Film girato in Italia nel 2024. Regia di Pupi Avati. Cast: Filippo Scotti, Roberto De Francesco, Armando Cescon, Chiara Caselli, Rita Tushingham. Genere. Drammatico. Distribuito da 01 Distribution Sceneggiatura: Pupi e Tommaso Avati. Soggetto: tratto dall’omonimo romanzo di Pupi Avati. Produttore: Antonio Avati, Gianluca Carli, Santo Versace, Riccardo Suriano. Casa di Produzione: Duea Films, Minerva Pictures, Rai Cinema, Ministero della Cultura, Emilia Romagna Film Commission. Fotografia: Cesare Bastelli. Montaggio: Ivan Zuccon. Effetti Speciali: Ivan Stivaletti. Musiche: Stefano Arnaldi. Scenografia: Biagio Fersini. Costumi: Beatrice Giannini. Trucco: Elvira Meola.

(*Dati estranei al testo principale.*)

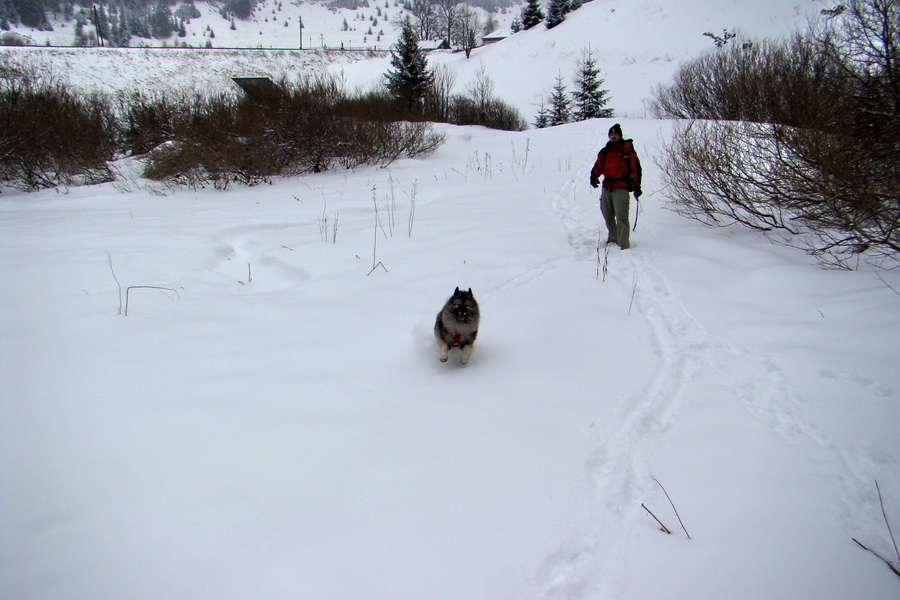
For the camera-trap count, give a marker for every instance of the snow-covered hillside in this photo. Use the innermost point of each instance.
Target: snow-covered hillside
(270, 420)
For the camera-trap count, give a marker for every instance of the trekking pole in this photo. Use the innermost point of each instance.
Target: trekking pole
(637, 212)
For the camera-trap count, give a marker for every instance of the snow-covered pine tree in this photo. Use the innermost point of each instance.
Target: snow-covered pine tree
(543, 117)
(409, 80)
(556, 12)
(590, 99)
(532, 14)
(560, 104)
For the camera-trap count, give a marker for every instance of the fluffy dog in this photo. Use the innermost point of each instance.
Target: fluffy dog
(456, 325)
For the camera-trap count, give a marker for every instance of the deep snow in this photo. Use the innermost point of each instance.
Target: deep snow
(279, 425)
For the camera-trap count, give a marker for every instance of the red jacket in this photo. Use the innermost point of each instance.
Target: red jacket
(618, 163)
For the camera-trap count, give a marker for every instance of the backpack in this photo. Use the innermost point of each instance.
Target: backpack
(632, 179)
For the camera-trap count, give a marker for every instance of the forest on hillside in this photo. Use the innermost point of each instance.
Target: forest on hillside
(118, 21)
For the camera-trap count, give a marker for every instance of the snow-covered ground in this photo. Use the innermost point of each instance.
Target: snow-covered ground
(276, 423)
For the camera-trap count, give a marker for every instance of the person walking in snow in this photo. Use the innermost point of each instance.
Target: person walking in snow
(620, 167)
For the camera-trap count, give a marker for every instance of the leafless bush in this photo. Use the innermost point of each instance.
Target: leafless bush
(769, 82)
(480, 107)
(789, 180)
(306, 127)
(802, 136)
(52, 137)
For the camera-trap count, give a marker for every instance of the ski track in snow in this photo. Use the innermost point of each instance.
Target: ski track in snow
(615, 469)
(592, 563)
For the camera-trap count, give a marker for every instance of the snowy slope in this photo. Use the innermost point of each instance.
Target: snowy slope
(276, 424)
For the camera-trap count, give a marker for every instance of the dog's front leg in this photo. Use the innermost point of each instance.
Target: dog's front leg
(444, 349)
(466, 353)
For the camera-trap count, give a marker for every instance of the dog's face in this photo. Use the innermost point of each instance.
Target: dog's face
(462, 306)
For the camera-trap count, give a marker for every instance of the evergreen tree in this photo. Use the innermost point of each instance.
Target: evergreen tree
(557, 12)
(560, 104)
(590, 99)
(409, 80)
(543, 117)
(532, 14)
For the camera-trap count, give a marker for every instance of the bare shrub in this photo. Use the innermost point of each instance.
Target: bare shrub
(52, 137)
(307, 127)
(782, 179)
(802, 136)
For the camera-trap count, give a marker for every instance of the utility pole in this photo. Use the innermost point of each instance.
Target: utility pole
(301, 32)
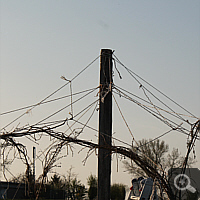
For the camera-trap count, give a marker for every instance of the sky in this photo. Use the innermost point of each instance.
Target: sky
(40, 41)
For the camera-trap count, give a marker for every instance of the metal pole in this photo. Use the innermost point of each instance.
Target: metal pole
(105, 125)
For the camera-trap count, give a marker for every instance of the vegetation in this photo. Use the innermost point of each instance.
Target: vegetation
(118, 192)
(92, 191)
(156, 151)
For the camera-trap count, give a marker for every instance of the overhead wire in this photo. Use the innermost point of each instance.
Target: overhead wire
(122, 94)
(119, 89)
(133, 74)
(56, 99)
(51, 94)
(58, 111)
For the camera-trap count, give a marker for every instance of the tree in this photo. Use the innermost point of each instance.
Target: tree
(156, 151)
(117, 192)
(74, 188)
(92, 182)
(56, 182)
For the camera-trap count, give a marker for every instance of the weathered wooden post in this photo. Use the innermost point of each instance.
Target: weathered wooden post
(105, 125)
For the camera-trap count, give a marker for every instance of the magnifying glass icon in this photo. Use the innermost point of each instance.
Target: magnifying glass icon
(182, 182)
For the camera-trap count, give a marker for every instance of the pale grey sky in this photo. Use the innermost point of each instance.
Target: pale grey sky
(43, 40)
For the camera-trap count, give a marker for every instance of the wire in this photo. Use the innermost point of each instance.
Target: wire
(56, 99)
(150, 111)
(131, 73)
(66, 107)
(119, 89)
(52, 93)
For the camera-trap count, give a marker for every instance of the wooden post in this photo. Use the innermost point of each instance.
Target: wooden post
(105, 125)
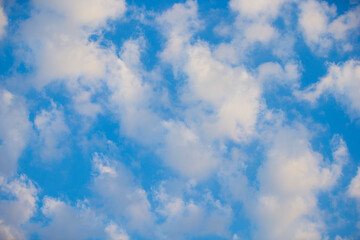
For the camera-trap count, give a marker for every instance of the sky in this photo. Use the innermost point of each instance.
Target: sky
(207, 119)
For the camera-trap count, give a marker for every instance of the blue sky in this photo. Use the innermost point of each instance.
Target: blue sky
(179, 119)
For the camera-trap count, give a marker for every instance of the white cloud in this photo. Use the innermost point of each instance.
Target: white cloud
(14, 131)
(320, 32)
(71, 222)
(196, 160)
(230, 94)
(17, 208)
(273, 72)
(3, 21)
(121, 198)
(354, 188)
(188, 219)
(115, 233)
(53, 132)
(88, 13)
(60, 48)
(290, 180)
(283, 202)
(343, 81)
(257, 8)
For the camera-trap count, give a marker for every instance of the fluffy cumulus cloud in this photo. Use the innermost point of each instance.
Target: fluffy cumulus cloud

Recensione a cura di Giampaolo Pierno
In 57 anni di carriera l’ottantaseienne Pupi Avati ha diretto 43 film , spaziando dal biografico al grottesco; dal sentimentale allo storico-religioso fino a spingersi con intensità all’horror senza smentire la sua arte. Per inciso ha intervallato i film con libri e romanzi anche biografici. Il gotico padano di sconfinati confini del delta del Po, è quadro di individui crudeli dal volto mostruoso. L’orto Americano è ispirato all’omonimo romanzo scritto da Avati a quattro mani col fratello Giuliano, trova sublimità in un Filippo Scotti, con ansie da scrittore e preda degli incubi che ha generato viene rinchiuso in manicomio perché parla con i morti e ha sempre compagna una cornice con foto di defunti. Dopo la guarigione crea i suoi racconti che non trovano pubblicazione. Cerca orizzonti in cui trovare ispirazione e muovono dall’Iowa alla ricerca dell’humus per un capolavoro. Il viaggio lo porta a conoscere un’antenna madre di una bellissima ragazza infermiera dell’esercito statunitense, scomparsa in Italia e forse vittima di un serial killer. Che occasionalmente ha conosciuto mentre si trovava dal barbiere ed è bastato un istante per sconvolgere i suoi sentimenti. Diviene la sua missione quella di ritrovarne il corpo forse sotterrato nell’orto della vicina. Non trova un corpo ma un macabro reperto. Un vaso pieno di liquido che contiene un’imene che apre la bocca e dà un brivido allo spettatore per l’intensità dell’effetto in cui si intravede l’arte di Stivaletti. Il film condito in armonie di danza macabra con una belva assetata di sangue (umano solo di fattezze) è autore di sconvolgenti mutilazioni su corpi femminili che fanno da cornice ad antichi epigrammi greci. Il bianco e nero intensifica l’orrore e al tempo stesso evita che la profusione di sangue amplifichi l’orrore. Rita Tushingam offre uno splendido ritratto dell’anziana madre, riportando a dive del passato quali Bette Davis o Joan Crawford. Mi fermo per non togliere le emozioni che coinvolgeranno gli spettatori in 104 minuti di film recitato in inglese e sottotitolato, che inchioderanno lo sguardo e di cui consiglio la visione senza ombra di smentite. È il film che ognuno dovrebbe vedere e ne resterà l’amarezza per il suo termine.